Leprosy is a nasty disease. Leprosy typically first appears as patches of discolored skin with a loss of sensation at the affected area. When nerves in the arm are affected, small muscles become paralyzed, leading to curling of the fingers. In the legs, the patient may lose sensation in the feet. Unable to feel pain, the patient may suffer deformation of his or her feet as a result of continued injury and infection. If the facial nerves are affected, a person may lose the blinking reflex of the eye, which can lead to dryness, ulceration, and ultimately blindness. Bacilli at the mucous lining of the nose can cause internal damage and scarring which, in time, causes the nose to collapse.

People who were lepers were forced away from their families and often lived together in colonies. In a leper colony, there were no class or race divisions, as is seen in this story when ten lepers approach Jesus. One is a Samaritan, but the other nine, Jews, didn’t seem to be concerned about the guy’s nationality. 

These ten lepers cry out to Jesus for pity. And Jesus does what only Jesus can do, he speaks and heals them. He tells them to go the priest to be declared clean. On the way, they are all healed, but only the Samaritan comes back to thank Him. Why?

It could be that the nine, once they found they were healed, reverted back to their Jewish customs. Or it could be they were overcome with happiness that they displaced a priority to be grateful. We really don’t know. But it is clear, once again, that Jesus is showing that a Samaritan often has more gratitude for a gift from God than a Jew did. Maybe the Jews expected the healing, feeling it was something they deserved. 

The Samaritan comes back to thank Jesus. And Jesus tells him, “Go for your faith has healed you.” But the other nine were healed as well, right? Maybe the Samaritan’s healing was more than just a physical one. Maybe he was healed from the inside out as well. Something that the Jews needed too but didn’t recognize it.
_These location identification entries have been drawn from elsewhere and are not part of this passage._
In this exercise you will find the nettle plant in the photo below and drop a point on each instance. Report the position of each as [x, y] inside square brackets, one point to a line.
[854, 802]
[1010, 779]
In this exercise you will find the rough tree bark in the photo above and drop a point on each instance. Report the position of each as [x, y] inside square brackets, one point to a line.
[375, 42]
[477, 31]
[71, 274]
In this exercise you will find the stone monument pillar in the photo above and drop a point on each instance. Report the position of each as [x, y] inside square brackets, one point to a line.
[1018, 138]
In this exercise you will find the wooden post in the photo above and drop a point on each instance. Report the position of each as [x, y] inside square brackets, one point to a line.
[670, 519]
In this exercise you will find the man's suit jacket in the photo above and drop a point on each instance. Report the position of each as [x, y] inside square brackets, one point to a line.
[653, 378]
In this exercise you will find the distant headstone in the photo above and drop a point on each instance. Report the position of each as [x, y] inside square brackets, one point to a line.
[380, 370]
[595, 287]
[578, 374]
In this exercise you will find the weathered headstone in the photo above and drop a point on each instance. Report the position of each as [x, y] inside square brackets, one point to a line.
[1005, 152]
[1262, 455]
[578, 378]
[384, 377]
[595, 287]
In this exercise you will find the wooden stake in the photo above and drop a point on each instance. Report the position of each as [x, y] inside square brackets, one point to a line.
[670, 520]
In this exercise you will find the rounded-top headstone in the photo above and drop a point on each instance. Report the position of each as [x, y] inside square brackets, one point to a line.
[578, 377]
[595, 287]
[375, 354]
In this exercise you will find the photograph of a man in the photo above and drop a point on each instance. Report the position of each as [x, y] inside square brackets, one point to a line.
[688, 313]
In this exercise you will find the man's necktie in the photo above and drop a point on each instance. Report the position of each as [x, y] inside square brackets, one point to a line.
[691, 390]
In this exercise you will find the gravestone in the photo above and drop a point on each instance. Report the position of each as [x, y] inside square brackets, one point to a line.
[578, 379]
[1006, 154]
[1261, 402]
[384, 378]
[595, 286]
Something that we, too, need. Whatever it is that ails you, whether it be physical sickness or spiritual maladies, take them to Jesus. And show gratitude.

Lord, you know how sick in spirit I was before I came to you. That even remains to some degree to this day. But you have healed me from my sin. You also know about my constant battle with Bipolar, but you are there each and every day, providing healing and comfort. Thank you, Lord.